Motorista que atropelou Adail Cunha de Magalhães presta depoimento na Delegacia de GV

A Polícia Civil informou que as investigações vão continuar

Suspeito se apresentou à polícia quatros dia depois do acidente ocorrido na rua Omar Magalhães, no centro de Valadares

O homem que atropelou e matou Adail Cunha de Magalhães, de 59 anos, apresentou-se no início da tarde desta quinta-feira (6) na Delegacia Regional de Governador Valadares para prestar depoimento. Ele estava acompanhado de seus advogados. Em nota à imprensa, a Polícia Civil de Minas Gerais (PCMG) informou que o suspeito tem 51 anos e reside em outra cidade.

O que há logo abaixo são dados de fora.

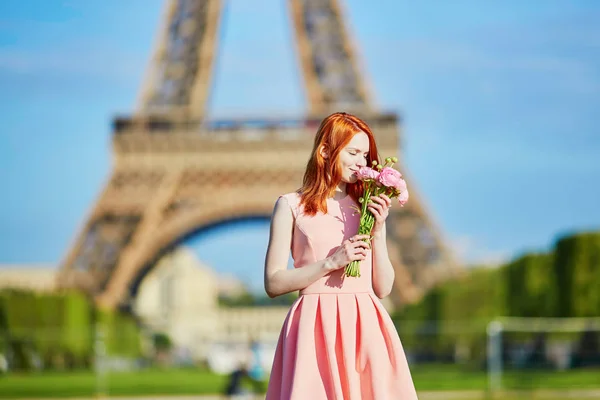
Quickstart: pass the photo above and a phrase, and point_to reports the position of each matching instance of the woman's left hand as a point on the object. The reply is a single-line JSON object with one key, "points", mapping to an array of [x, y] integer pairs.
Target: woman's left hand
{"points": [[380, 207]]}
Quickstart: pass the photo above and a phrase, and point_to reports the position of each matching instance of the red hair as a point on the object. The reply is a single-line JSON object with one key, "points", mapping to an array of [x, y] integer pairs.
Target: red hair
{"points": [[323, 174]]}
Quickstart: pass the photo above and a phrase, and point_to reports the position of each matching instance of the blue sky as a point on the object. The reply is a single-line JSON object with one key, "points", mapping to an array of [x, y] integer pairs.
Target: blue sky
{"points": [[497, 99]]}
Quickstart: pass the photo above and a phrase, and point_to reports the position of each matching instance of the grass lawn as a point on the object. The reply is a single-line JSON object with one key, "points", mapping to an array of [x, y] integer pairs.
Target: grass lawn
{"points": [[189, 381]]}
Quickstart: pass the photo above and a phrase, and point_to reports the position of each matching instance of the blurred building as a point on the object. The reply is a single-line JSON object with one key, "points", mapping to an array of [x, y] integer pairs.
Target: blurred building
{"points": [[179, 297], [36, 277]]}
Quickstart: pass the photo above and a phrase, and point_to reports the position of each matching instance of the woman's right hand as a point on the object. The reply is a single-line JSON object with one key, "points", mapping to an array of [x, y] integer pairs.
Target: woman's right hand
{"points": [[352, 249]]}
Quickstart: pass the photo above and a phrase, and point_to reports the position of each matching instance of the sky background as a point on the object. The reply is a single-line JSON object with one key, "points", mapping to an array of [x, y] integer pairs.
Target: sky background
{"points": [[497, 98]]}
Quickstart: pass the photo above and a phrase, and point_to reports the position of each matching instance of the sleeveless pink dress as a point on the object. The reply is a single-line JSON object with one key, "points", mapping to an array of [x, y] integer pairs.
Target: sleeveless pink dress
{"points": [[337, 341]]}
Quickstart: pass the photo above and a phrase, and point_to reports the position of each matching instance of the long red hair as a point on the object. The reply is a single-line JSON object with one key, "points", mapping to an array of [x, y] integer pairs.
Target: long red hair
{"points": [[323, 174]]}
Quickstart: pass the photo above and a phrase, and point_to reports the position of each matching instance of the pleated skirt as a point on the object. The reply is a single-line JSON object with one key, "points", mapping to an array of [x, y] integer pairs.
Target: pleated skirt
{"points": [[339, 347]]}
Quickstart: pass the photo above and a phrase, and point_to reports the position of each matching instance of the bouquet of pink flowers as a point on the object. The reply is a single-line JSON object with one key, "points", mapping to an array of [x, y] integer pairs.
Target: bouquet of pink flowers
{"points": [[376, 180]]}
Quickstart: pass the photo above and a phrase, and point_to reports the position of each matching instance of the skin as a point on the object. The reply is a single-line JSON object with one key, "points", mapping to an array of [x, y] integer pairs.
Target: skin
{"points": [[279, 280]]}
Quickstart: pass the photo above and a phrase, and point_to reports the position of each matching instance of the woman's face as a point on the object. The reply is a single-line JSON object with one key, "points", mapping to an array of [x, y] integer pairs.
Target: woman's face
{"points": [[354, 156]]}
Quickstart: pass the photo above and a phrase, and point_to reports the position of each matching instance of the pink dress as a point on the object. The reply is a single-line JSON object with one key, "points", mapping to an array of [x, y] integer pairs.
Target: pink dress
{"points": [[337, 341]]}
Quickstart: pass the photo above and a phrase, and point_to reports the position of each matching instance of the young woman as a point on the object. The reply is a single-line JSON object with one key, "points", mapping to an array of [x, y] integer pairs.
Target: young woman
{"points": [[337, 342]]}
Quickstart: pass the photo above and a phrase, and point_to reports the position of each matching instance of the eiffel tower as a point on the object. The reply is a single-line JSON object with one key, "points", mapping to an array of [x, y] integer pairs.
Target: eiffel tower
{"points": [[168, 167]]}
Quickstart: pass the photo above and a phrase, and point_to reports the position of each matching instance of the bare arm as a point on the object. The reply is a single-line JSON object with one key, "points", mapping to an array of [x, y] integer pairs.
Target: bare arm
{"points": [[280, 280], [383, 271]]}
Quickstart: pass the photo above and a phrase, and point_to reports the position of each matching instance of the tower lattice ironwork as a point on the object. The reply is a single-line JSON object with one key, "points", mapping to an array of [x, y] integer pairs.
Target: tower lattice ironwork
{"points": [[167, 169]]}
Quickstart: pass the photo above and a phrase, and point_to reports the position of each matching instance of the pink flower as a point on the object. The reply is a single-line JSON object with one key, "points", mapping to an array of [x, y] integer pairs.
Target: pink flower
{"points": [[365, 173], [390, 177], [403, 197]]}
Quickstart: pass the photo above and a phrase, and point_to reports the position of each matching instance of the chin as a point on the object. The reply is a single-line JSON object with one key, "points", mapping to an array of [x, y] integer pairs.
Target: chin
{"points": [[350, 179]]}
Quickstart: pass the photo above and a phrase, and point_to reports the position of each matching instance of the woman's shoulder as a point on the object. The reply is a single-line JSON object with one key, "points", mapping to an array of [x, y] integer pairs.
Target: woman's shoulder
{"points": [[293, 201], [291, 197]]}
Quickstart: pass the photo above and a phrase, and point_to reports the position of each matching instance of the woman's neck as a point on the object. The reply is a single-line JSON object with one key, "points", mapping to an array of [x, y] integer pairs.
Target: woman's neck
{"points": [[340, 191]]}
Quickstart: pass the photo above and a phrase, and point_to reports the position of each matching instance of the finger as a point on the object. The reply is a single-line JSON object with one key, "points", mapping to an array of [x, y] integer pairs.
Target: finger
{"points": [[362, 252], [385, 197], [360, 237], [361, 245], [377, 200], [378, 203], [375, 210]]}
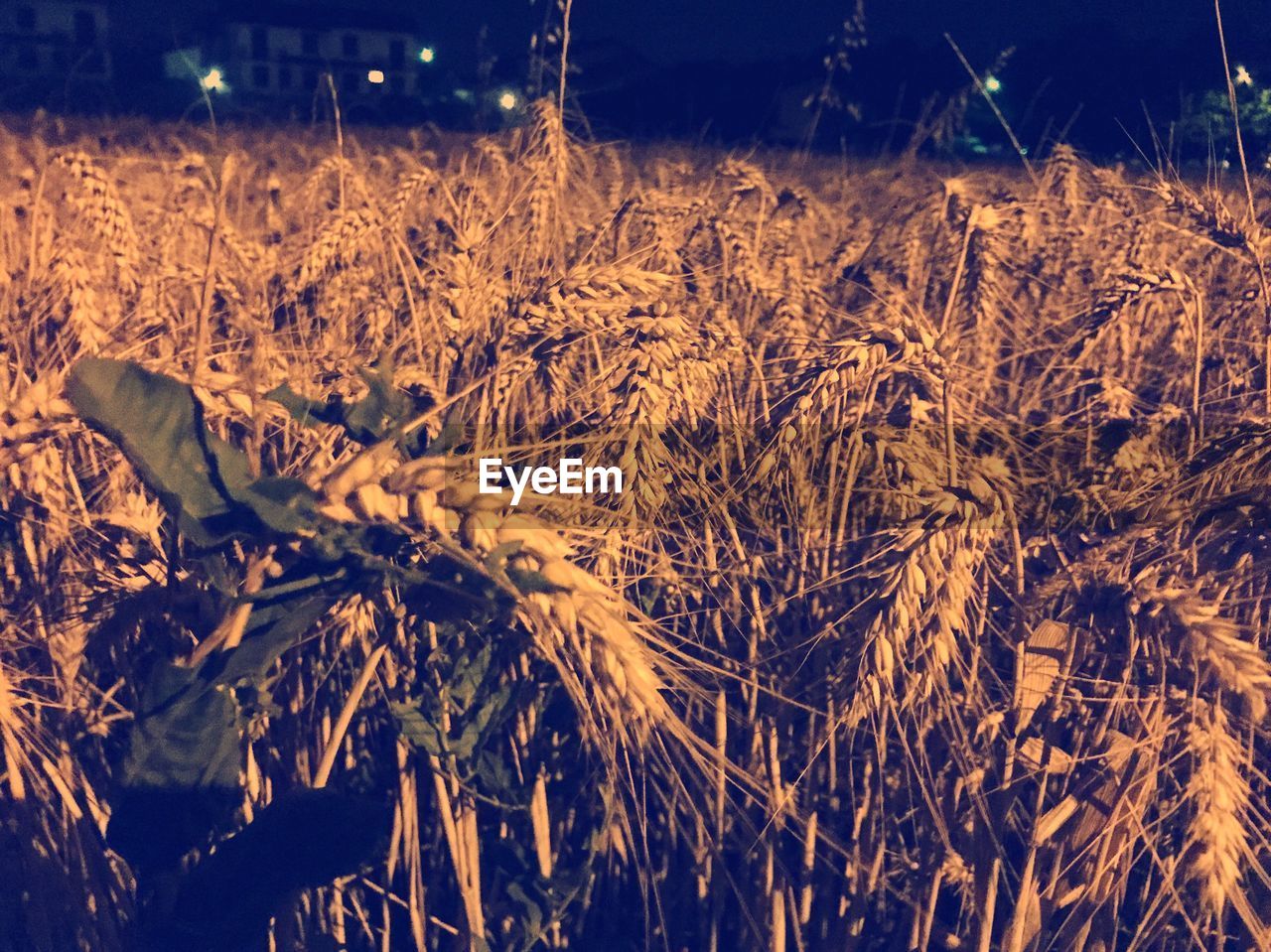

Em seu depoimento na Delegacia, o homem disse que se distraiu ao mexer no celular enquanto estava dirigindo e afirmou que sentiu o impacto da batida, mas não percebeu que havia atingido uma pessoa, por isso deixou o local do acidente. Segundo ele, a via pública também estava mal iluminada. Uma hora e meia após se apresentar na Delegacia, o suspeito saiu sem falar com a imprensa. A PC informou que as investigações vão continuar.

O acidente

O trágico acidente que chocou a população valadarense foi registrado na noite do último domingo, 2, na rua Omar Magalhães. Adail estava caminhando em direção à sua residência, quando apareceu um veículo em alta velocidade e o atropelou de forma violenta. Adail foi lançado na calçada, batendo a cabeça entre a parede e o piso, sofrendo uma forte pancada na cabeça. Ele chegou a ser socorrido e levado ao hospital, mas não resistiu aos ferimentos e morreu. Imagens de câmeras de segurança mostram que o motorista fugiu sem prestar socorro à vitima.

Adail era funcionário do SAAE e irmão do líder religioso Adaílson Cunha de Magalhães.

Leia a nota da Polícia Civil na íntegra

“Sobre o acidente de trânsito que vitimou um homem de 59 anos, domingo (2/1), em Governador Valadares, na região do Rio Doce, a Polícia Civil de Minas Gerais (PCMG) informa que o suspeito, de 51, que reside em outro município, apresentou-se na Delegacia de Polícia Civil em Governador Valadares, acompanhado de advogado. Em seu depoimento, o homem disse que se distraiu ao mexer no celular enquanto estava dirigindo e afirmou que sentiu o impacto da batida, mas não percebeu que havia atingido uma pessoa, por isso deixou o local do acidente. Segundo ele, a via pública também estaria mal iluminada.

A PCMG esclarece, ainda, que as investigações continuarão, com a finalidade de ouvir todas as testemunhas acerca do caso. O veículo será devidamente periciado, assim como haverá análise minuciosa de todas as imagens coletadas pelas câmeras de segurança.

A Polícia Civil salienta que, conforme legislação vigente, não foi imposta a prisão em flagrante do suspeito, o qual foi ouvido e liberado pela autoridade policial responsável pela investigação”, informou a PCMG.